Sunday, July 17, 2011

Music Review:Cryptopsy None So Vile



Ah yes, Cryptopsy from Montreal. I’m not sure I would put them on the same pedestal I would other French Canadian metal bands, but they are good. They have some serious competition up there in Canada because the original Voivod line-up was one of the best bands of all time, and Akitsa are a fairly incredible band.
This album was made in the 1994, the second album by Cryptopsy. I don’t strongly associate the 90’s with metal. Cobain killed himself in 1994, metal was mostly out of the spotlight. Some bands that had sold very well held on to their U.S. audiences. The thing with the black metals buring down the churches was during the early-mid 90’s but that wasn’t getting that much press in the United States that I can recall. Nine Inch Nails was a bigger deal where I was. I hadn’t heard of Cryptopsy until years later when I went to Montreal and saw that there was a whole big metal thing up there, I think that was when I heard about Cryptopsy for the first time. That was 2002. None So Vile is an album I like but is not an album I grew up with or new of when it was released.
Don’t pay money for this album. It is all available on YouTube. I wrote the same thing earlier today about Switchblade Symphony’s album Serpentine Gallery. Relative to the scrap of dung that is produced and labeled rock and roll and released to the public for consumption, those are two of the best albums ever made. Still, there is nothing about them so urgent that you need to even download them unto your own computer. There is something to be said for listening to the tracks on an album in the order that they were originally intended to be heard. The track listing is on Wikipedia.

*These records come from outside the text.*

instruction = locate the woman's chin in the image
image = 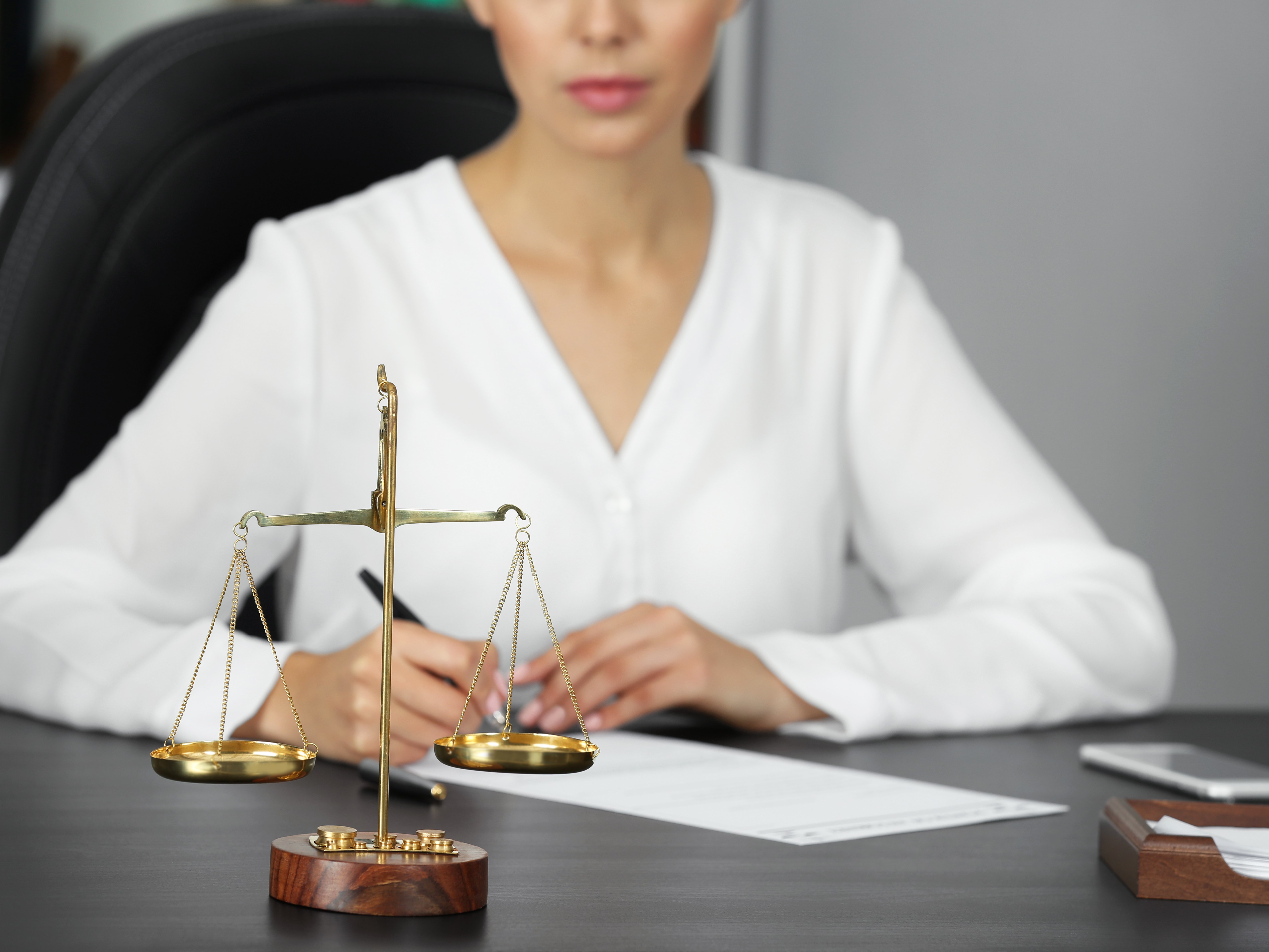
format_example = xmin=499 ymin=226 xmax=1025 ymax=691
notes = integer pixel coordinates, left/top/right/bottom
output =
xmin=555 ymin=117 xmax=685 ymax=161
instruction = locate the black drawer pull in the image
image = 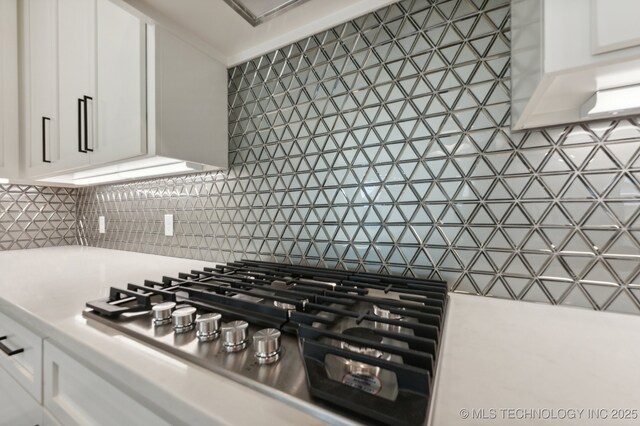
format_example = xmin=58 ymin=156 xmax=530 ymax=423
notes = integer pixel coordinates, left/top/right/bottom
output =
xmin=78 ymin=98 xmax=87 ymax=154
xmin=42 ymin=117 xmax=51 ymax=163
xmin=0 ymin=336 xmax=24 ymax=356
xmin=83 ymin=96 xmax=93 ymax=152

Anyway, to describe accurately Cryptopsy. They are a hard, nasty death metal band from Quebec. At this point in the bands career they had a lunatic lead singer named Lord Worm who barely sounds human. The general consenus I’ve heard from metal people is that the better Cryptopsy albums have Lord Worm in them. Cryptopsy obviously had a lot going on in terms of technical skill evident in their ability to pound their instruments into submission at rapid speeds. The drummer in particular was a beast on this one. That and Lord Worm’s inhuman sounding vocals are the high points of the album. The weakness of the album is that individual songs would be difficult to discern from other songs. An exception to this would be the song “Phobophile”. because it features a very delicate piano opening.
I can’t say anything about the lyrical content because, of course I can’t make out the lyrics. Lord Worm would switch over from inhuman growling to high pitch screams with nothing resembling the human voice in-between. I am, however, very impressed that the final song on the album was entitled “Orgiastic Disembowelment”.